Hunter Biden says he can't afford to continue laptop-related lawsuit

Samantha Granville
BBC News, Los Angeles
Getty Images Hunter Biden in a dark suit with a dark tie with wife Melissa Cohen Biden who is wearing sunglasses in front of bare tree branchesGetty Images
Hunter Biden with his wife in January, days after the Pacific Palisades fire

Hunter Biden has told a federal judge he is facing severe financial difficulties and cannot afford to move forward with his lawsuit against a former aide to President Donald Trump.

The son of former President Joe Biden sued Garrett Ziegler in 2023, accusing him and his non-profit Marco Polo of breaking the law by publishing an online database containing 128,000 emails taken from a laptop attributed to Mr Biden.

Mr Ziegler has previously dismissed the lawsuit as "completely frivolous".

In a court filing on Wednesday, Mr Biden's attorneys asked US District Judge Hernan D Vera to end the lawsuit, stating that he "has suffered a significant downturn in his income and has significant debt in the millions of dollars range".

Mr Biden has also faced a series of financial setbacks, with January's wildfire in the Pacific Palisades - where he was staying - making his rental home "unliveable" for an extended period, according to the court papers.

Along with struggling to find stable housing and deal with fire damage, Mr Biden is having difficulties earning a steady income, according to the filing, and major sources of money have dried up.

Mr Biden is unable to borrow and sales of both his art and his memoir - his two major income streams - have fallen off over the last 18 months, according to the filing.

He had sold 27 pieces of art for an average price of $54,500 in the years leading up to the lawsuit.
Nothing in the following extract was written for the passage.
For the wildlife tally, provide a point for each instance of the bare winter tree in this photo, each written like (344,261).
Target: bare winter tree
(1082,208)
He has sold only one piece for $36,000 since.

Book sales for his memoir, Beautiful Things, dropped from more than 3,100 copies between April and September 2023 to roughly 1,100 in the following six months.
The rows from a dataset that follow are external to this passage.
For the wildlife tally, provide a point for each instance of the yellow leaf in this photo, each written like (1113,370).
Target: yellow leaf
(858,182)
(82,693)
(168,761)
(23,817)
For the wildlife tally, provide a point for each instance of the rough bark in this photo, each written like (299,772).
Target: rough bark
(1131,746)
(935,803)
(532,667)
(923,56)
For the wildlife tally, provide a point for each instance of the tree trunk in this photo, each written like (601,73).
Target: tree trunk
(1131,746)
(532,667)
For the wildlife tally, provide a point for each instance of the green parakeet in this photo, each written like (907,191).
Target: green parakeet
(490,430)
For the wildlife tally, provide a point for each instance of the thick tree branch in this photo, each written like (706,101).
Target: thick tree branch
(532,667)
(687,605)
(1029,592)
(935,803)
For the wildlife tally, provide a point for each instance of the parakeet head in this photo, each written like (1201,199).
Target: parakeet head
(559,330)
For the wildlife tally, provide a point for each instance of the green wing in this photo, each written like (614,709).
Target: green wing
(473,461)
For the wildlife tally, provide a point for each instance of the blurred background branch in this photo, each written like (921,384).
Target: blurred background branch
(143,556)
Mr Biden also has other lawsuits currently working through the court system and is assessing which ones he believes are worthwhile to continue, according to the filing.

Mr Biden and Mr Ziegler's legal teams have not returned the BBC's request for comment.

The judge had previously denied a motion to dismiss from Mr Ziegler and ordered him to pay roughly $18,000 in Mr Biden's legal fees.

A laptop abandoned by Mr Biden at a Delaware repair shop, and the seedy contents of its hard drive, featured prominently in the 2020 presidential campaign, and became a frequent focus for Republican lawmakers while his father was in the White House.

The Biden team argued at the time the laptop was part of a "smear campaign" engineered by Russian disinformation, but the hard drive has been authenticated by US media and is in the possession of the FBI.

Last year, Mr Biden was convicted of federal gun charges and pleaded guilty in a federal tax case.

President Biden pardoned him in December before his sentencing in the gun case.